Hace 154 años, el puerto de Buenos Aires se federalizó y pasó a pertenecer a todo el país. Treinta años después, la propia ciudad de Buenos Aires era derrotada en las sangrientas trincheras de la revolución de 1880. El puerto dejó de ser manejado por la oligarquía porteña, aunque el país pasara a ser gobernado por las oligarquías de todo el territorio nacional, organizadas en el aparato político del roquismo. De hecho, el último presidente argentino nativo de la Capital fue Marcelo T. de Alvear, en 1922, y de su gestión no se ha escuchado hasta ahora a nadie acusarlo de centralista.
Los males que siguieron, en consecuencia, no pueden ser puestos en la cuenta de los porteños, que sufrieron como todos los avatares de la construcción de un país con claroscuros, pero que dio el gigantesco salto a cuyo fin, cinco décadas después, lo habría llevado a ser uno de los más importantes del mundo de entonces. Esas oligarquías hicieron el país moderno, al que las cuotas de equidad que le faltó las agregó el radicalismo, la democracia progresista, los socialistas y años después el peronismo.
Dice, sin embargo el presidente Mujica una verdad: ese país -éste país- recibió millones de seres humanos de las más diferentes nacionalidades. Entre otras, la oriental, fundida en la convivencia nacional sin recelo de ningún tipo y considerada –como todos los inmigrantes que llegaron y llegan a la Argentina en general y a Buenos Aires en particular- iguales en derecho, respetados en su dignidad y hermanos en los afectos. Si una constante ha tenido la historia argentina ha sido la lealtad a la vocación cosmopolita de la Revolución que le dio origen, que definiera San Martín en Lima con su histórica frase "Nuestra causa es la causa del género humano".

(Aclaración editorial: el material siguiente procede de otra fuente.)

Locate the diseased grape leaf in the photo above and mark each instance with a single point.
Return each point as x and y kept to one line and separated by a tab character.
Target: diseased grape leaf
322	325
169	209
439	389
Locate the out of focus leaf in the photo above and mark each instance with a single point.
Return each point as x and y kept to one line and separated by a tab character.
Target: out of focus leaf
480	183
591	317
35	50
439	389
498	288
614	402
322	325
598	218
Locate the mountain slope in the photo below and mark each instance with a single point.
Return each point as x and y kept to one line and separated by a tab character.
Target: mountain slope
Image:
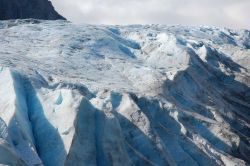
123	95
23	9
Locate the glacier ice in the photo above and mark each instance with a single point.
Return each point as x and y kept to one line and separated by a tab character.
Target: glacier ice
123	95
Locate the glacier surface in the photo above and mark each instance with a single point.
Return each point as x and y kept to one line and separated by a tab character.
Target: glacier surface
123	95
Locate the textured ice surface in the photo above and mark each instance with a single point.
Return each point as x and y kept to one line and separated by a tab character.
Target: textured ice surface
123	95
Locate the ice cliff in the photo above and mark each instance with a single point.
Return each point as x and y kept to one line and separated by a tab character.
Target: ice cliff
123	95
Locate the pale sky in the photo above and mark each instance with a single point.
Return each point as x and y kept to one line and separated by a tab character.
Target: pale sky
221	13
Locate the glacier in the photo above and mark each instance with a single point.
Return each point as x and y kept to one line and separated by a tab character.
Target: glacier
123	95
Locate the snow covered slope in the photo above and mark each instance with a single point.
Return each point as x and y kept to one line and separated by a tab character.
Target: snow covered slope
123	95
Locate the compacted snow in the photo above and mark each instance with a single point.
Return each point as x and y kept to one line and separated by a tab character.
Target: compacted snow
123	95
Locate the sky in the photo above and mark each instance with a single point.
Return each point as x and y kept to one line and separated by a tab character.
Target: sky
222	13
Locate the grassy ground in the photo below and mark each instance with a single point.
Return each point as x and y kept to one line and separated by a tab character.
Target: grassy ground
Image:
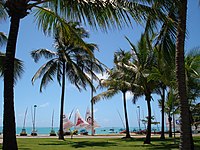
99	144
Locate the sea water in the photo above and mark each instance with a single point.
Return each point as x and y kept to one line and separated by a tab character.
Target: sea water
101	130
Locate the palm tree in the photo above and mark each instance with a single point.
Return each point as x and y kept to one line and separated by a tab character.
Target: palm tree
119	80
171	107
68	61
101	14
143	62
186	140
180	12
163	73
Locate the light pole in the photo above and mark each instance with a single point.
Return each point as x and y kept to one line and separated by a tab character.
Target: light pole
34	132
139	117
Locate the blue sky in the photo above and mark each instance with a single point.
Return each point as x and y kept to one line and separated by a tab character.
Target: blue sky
27	95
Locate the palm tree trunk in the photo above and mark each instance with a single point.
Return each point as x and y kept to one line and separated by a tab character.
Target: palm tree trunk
61	136
9	129
126	116
148	135
163	115
170	125
186	141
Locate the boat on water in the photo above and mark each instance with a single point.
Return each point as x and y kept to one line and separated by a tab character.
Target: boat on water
80	125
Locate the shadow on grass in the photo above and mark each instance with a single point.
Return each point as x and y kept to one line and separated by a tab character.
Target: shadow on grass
81	144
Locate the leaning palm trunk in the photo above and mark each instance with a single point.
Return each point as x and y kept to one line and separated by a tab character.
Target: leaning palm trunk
126	116
61	136
170	125
186	141
163	114
148	134
9	128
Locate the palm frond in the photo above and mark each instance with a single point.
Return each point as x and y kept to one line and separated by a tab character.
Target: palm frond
105	95
50	22
37	54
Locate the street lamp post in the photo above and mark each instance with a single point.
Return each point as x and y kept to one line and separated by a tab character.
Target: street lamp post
34	132
139	117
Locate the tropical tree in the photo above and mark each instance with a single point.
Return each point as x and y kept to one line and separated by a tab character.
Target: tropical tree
186	140
143	62
163	73
119	80
68	61
164	48
195	111
180	9
103	14
171	107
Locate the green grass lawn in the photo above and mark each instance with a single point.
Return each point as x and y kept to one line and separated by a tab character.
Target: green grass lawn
99	144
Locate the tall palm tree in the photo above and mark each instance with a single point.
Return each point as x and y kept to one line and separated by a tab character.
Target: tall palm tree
119	80
180	9
163	73
143	62
68	61
171	107
103	14
186	140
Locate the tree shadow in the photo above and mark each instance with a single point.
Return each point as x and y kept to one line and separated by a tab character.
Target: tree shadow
83	144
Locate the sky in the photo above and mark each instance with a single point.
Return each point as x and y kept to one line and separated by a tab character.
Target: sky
106	111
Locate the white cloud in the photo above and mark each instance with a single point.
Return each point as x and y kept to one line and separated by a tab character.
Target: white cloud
95	110
44	105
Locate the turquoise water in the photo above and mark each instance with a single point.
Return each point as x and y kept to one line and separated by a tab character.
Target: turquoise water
102	130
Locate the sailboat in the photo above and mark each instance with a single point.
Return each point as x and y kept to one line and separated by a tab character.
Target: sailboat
80	123
67	124
88	119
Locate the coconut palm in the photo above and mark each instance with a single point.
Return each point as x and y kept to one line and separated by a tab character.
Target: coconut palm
171	107
103	14
192	67
119	80
186	140
68	61
143	62
163	73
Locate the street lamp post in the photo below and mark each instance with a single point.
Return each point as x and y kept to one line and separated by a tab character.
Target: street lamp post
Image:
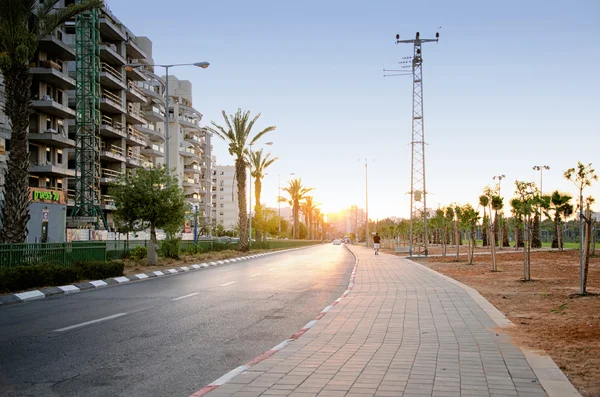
541	169
250	164
196	224
202	65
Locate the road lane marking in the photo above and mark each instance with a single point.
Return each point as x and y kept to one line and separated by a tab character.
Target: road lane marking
186	296
90	322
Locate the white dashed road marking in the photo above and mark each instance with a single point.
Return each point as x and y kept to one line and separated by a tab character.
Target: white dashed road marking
90	322
186	296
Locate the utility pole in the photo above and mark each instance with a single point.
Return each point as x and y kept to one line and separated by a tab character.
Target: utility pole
418	191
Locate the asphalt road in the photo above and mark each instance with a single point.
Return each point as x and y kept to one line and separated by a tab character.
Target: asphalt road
168	336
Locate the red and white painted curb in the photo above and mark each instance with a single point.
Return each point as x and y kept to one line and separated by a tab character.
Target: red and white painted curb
235	372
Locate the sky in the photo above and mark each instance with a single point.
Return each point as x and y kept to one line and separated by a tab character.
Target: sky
510	85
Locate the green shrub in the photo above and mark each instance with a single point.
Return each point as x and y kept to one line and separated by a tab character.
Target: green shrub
170	248
99	270
140	252
194	249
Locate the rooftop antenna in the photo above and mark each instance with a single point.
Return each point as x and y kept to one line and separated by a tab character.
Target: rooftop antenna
418	192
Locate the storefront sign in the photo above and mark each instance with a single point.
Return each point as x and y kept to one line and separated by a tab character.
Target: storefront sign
45	195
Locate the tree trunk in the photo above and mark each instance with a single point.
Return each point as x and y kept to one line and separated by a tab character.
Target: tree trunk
258	209
152	249
240	174
505	241
556	231
535	234
15	208
588	239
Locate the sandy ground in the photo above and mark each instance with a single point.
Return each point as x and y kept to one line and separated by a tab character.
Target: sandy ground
548	312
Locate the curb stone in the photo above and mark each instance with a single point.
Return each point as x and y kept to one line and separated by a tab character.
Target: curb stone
553	379
48	292
242	368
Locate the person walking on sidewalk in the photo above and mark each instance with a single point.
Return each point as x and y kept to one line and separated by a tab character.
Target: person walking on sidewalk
376	241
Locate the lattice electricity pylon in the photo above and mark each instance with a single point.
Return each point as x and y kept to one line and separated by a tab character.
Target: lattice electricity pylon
87	120
418	191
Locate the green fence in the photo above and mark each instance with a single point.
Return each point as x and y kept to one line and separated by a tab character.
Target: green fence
51	253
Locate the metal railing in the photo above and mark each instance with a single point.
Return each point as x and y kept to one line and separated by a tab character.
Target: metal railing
112	71
67	254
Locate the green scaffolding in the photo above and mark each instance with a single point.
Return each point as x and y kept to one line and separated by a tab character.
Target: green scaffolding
87	120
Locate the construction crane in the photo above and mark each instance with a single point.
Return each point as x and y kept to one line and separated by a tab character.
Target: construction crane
87	211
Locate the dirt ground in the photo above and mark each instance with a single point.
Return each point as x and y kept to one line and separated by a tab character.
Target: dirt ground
548	312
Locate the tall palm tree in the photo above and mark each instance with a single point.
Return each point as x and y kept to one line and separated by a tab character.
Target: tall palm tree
258	166
297	193
309	207
558	207
237	132
23	23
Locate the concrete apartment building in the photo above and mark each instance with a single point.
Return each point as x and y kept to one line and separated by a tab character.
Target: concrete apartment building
225	210
132	120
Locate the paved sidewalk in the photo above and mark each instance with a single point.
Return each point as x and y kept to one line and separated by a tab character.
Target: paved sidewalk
403	330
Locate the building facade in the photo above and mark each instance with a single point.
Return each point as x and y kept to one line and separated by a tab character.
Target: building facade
225	197
131	126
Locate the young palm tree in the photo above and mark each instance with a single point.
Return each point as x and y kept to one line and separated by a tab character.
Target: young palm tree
258	165
484	201
23	23
237	132
558	207
297	193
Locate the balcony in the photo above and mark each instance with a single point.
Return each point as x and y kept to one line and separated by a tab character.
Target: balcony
134	51
153	135
111	128
188	122
192	168
111	78
189	153
111	30
51	73
111	103
49	106
108	176
107	203
49	169
134	138
112	153
134	93
155	114
109	54
53	44
136	74
134	160
153	151
51	138
134	116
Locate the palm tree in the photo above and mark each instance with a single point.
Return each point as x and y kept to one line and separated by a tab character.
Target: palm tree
558	207
237	132
297	193
308	208
258	166
23	23
484	201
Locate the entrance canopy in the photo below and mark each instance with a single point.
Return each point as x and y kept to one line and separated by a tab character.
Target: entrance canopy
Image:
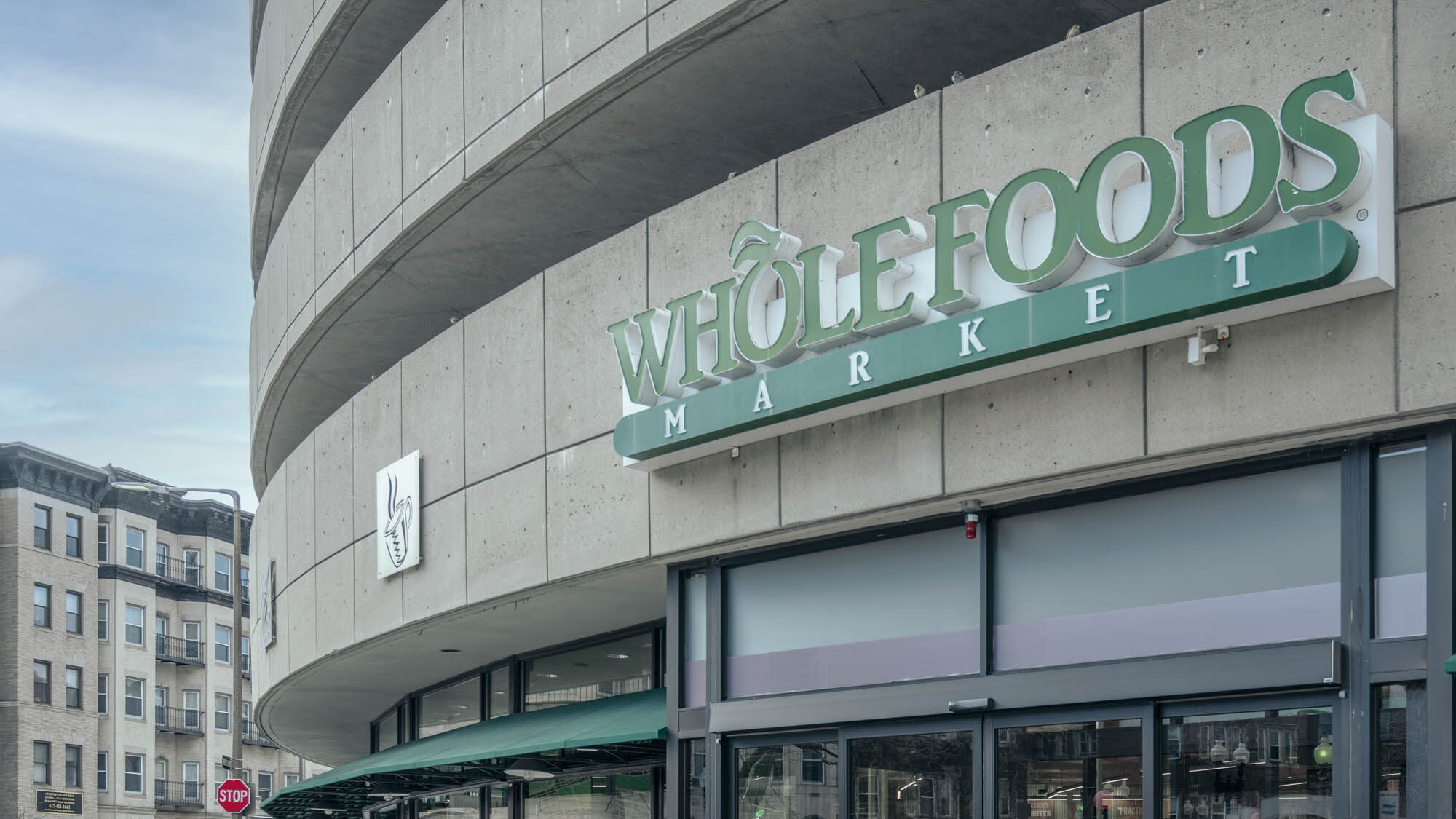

Llegaron italianos, españoles, polacos, franceses, ingleses, alemanes, rusos, austríacos, noruegos, judíos, árabes, paraguayos, chilenos, bolivianos, brasileños, africanos. De todos nos sentimos "hermanos" y todos han aportado a la construcción de una cultura de convivencia que nos hace ser abiertos, tolerantes y solidarios, aún en momentos duros -que hemos pasado muchas veces-.
No mezclemos entonces las pasiones del fútbol con campos que les son ajenos. Las tentaciones siempre existen, pero pueden llevar a crear problemas donde no los hay.
Los uruguayos pueden “hinchar” por quienes les surja de sus afectos o de su gusto futbolístico. Eso en nada cambiará ni el cariño ni el respeto que los argentinos sienten por ellos. Y por los italianos, los españoles, los alemanes, o cualquier país de latinoamérica y del mundo. El mundial, el fútbol mismo, es nada más que un juego, que despierta emociones pasajeras pero que en nada cambia los procesos económicos, sociales y políticos vividos por las sociedades y los ciudadanos. Éstos corren por otros cauces, con otras normas y con otros protagonistas.
Pero, por sobre todo, no intente interpretaciones históricas que pueden dañar sensibilidades más que la simpatía o antipatía deportiva. No, al menos, desde el respetado pináculo que implica la presidencia del país hermano más caro a nuestros afectos nacionales.